Default constraints will let you specify a value that the column gets when you insert a record without a value for that column. Normally the column would get a NULL in this scenario. But with this constraint, it gets another value you specify for the column.
The check constraint will enforce criteria you specify. This is done for new values you insert, as well as existing data at the time when you add the constraint. The primary key constraint is like the unique constraint. However, a column with a primary key constraint cannot be NULL. By default, the primary key constraint will cause the table to be clustered (put in order using values from the column).
Foreign key constraints establish references to primary keys in another table. You can only put values in a foreign key constraint column that exist in the primary key of the other table. The only exception to this is that you can put a NULL in the foreign key constraint column.

Tables and Transactions

Normal base tables are created and worked with.

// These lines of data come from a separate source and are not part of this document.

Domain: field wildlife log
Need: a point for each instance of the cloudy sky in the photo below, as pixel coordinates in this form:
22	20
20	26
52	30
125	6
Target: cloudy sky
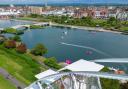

They are permanent and stick around until they are dropped. You can generate a new table with a CREATE TABLE statement (DDL). But you can also create a table using the output from a SQL query. To do this you issue a SELECT INTO myNewTable. This will result in creation of table myNewTable. Its contents will be the resulting values and data type from the SELECT query.
There are also tables you can generate on the fly called derived tables. These are also created from SELECT statements that are enclosed within parentheses in the FROM clause. You need to assign an alias for the derived table. The table only exists while the outer query is executing. In Oracle, they call these inline views. There are some limitations on the type of SQL you can put into a derived table. For example, you cannot have an ORDER BY.
When making changes to data within tables, you can group operations into units called transactions. You can explicitly control when these groups are created and when their changes out made permanent. You start this up with a BEGIN TRANSACTION. Then you issue DML statements such as INSERT, UPDATE, and/or DELETE. When done, you can COMMIT TRANSACITON to make all changes final. Or you can ROLLBACK to undo everything in the transaction.

Joining Tables


Sometimes you just query a single table to retrieve data. But often you are dealing with two or more tables. To connect them, you need to use joins. There are four types of joins:
1.      Inner join
2.      Left outer join
3.      Right outer join
4.      Cross join

The inner join is the default join. Only matches from the left and right side of the join will be produced. The left outer join, or left join, will give you all rows from the left-hand side. It will also include matches from the right-hand side. Similarly, the right outer join gives you all rows from the right-hand side. It will also include matches from the left-hand side.
The cross join produces something known as a Cartesian product. Every row from the left side is matched with every row from the right side. If there are m rows on the left, and n rows on the right, the cross join will result in m x n rows.